Enfin, en cheminant d’articles en articles, on voit surgir l’architecture. La question à laquelle il nous est demandé de répondre est des plus simples : quelle architecture dessinera le visage de la France de demain ? Autrement dit, quel héritage patrimonial léguerons-nous aux générations futures ? Soit nous revendiquons le droit au beau et à l’esthétique pour tous et partout, avec la volonté de réconcilier patrimoine, architecture, urbanisme, habitat et paysage, considérant qu’un logement, s’il est un abri, est aussi un art de vivre – exemple : La Cité radieuse voulue par Le Corbusier – soit nous sacrifions beauté et esthétique à des standards économiques et à l’uniformisation architecturale qui défigurent et sclérosent nos territoires.

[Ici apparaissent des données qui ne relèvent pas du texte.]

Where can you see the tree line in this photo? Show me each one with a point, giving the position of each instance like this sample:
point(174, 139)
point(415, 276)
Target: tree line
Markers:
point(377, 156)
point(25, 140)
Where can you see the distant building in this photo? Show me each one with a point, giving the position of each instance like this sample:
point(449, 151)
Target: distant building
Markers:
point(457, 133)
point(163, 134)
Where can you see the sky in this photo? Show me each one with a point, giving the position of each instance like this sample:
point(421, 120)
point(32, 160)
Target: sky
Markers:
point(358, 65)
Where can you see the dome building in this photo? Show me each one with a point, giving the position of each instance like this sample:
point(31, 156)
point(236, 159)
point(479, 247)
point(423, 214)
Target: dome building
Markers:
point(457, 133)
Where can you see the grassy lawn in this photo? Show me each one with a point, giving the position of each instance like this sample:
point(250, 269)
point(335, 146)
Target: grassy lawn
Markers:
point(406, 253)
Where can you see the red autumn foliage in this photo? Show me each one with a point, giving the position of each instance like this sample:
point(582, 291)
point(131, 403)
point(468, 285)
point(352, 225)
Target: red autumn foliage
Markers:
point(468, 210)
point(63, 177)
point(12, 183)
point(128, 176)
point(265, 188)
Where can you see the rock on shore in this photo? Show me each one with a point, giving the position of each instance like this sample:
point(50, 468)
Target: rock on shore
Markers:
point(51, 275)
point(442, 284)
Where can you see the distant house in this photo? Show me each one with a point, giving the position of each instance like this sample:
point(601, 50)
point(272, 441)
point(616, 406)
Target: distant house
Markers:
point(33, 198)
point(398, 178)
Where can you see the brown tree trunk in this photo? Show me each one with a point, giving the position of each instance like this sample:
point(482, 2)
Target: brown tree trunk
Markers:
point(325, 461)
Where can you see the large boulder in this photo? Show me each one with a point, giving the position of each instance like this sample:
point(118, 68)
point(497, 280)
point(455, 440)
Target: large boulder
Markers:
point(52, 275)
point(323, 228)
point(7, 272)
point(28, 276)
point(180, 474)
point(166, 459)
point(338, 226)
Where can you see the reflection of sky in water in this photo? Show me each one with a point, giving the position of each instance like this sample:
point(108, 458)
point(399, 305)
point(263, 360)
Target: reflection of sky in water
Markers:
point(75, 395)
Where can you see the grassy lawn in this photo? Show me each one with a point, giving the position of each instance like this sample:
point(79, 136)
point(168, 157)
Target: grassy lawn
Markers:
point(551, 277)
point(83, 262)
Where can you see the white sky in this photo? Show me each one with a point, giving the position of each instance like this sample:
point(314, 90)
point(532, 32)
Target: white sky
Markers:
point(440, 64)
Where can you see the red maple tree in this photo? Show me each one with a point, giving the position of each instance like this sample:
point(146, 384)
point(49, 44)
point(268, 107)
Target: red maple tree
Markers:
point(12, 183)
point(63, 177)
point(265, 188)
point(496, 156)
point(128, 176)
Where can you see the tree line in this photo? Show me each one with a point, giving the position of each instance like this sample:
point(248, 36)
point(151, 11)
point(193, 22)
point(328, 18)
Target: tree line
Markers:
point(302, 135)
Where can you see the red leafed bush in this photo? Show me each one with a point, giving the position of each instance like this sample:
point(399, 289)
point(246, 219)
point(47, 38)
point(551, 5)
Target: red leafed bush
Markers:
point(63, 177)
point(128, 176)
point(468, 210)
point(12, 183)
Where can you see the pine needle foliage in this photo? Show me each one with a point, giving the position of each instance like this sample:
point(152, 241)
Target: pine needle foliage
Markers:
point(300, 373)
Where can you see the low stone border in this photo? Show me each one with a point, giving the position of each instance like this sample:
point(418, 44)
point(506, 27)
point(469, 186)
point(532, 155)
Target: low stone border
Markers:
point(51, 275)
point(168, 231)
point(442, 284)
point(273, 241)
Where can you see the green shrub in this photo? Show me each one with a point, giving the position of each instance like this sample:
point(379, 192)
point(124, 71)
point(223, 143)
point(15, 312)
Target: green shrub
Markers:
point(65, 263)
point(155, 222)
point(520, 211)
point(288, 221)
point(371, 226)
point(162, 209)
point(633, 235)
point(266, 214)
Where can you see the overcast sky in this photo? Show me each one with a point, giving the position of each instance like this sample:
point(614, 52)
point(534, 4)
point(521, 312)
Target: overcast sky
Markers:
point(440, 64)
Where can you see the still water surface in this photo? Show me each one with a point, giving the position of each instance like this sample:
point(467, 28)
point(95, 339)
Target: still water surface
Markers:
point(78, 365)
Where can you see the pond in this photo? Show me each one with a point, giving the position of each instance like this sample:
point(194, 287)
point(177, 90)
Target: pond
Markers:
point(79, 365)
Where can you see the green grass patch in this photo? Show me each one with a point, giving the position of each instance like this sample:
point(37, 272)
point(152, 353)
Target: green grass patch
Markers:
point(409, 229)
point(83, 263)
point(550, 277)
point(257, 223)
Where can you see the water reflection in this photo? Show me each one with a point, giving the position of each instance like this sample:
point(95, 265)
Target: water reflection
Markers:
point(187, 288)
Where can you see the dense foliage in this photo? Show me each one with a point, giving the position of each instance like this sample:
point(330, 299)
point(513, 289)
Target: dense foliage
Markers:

D’où la simplification, mais dans le respect de la préservation architectural ; d’où le transfert des ZPPAUP et des AVAP en cités historiques ; d’où la création d’un label pour le patrimoine du XXe siècle ; d’où certaines dérogations aux documents d’urbanisme pour laisser une place à l’imaginaire et une chance au Facteur Cheval du XXIe siècle.

Certains considèrent la culture comme secondaire, surtout en période de crise. C’est ignorer son poids économique et les retombées en matière d’emploi, soit plus de 75 milliards de chiffres d’affaires et 1,2 million de postes. Aussi, à nous de démontrer dans ce texte qu’à travers la culture, c’est le rayonnement, la compétitivité, la fierté d’être français qu’il nous faut afficher ! Cette culture porte les valeurs de la République. Elle a su réunir dans une même volonté créatrice le Blanc et le Noir, couleurs de l’humanité, celui qui croit au ciel et celui qui n’y croit pas, ou encore plus simplement l’homme et l’homme. « La culture ne s’hérite pas, elle se conquiert », a prévenu Malraux. C’est cette culture que nous nous devons construire jour après jour, culture qui a fait la France, son histoire et ses valeurs, et qui continuera à en porter haut les couleurs à travers le monde.

Telle est l’ambition que vous avez voulue pour ce projet de loi, madame la ministre, et nous vous en remercions.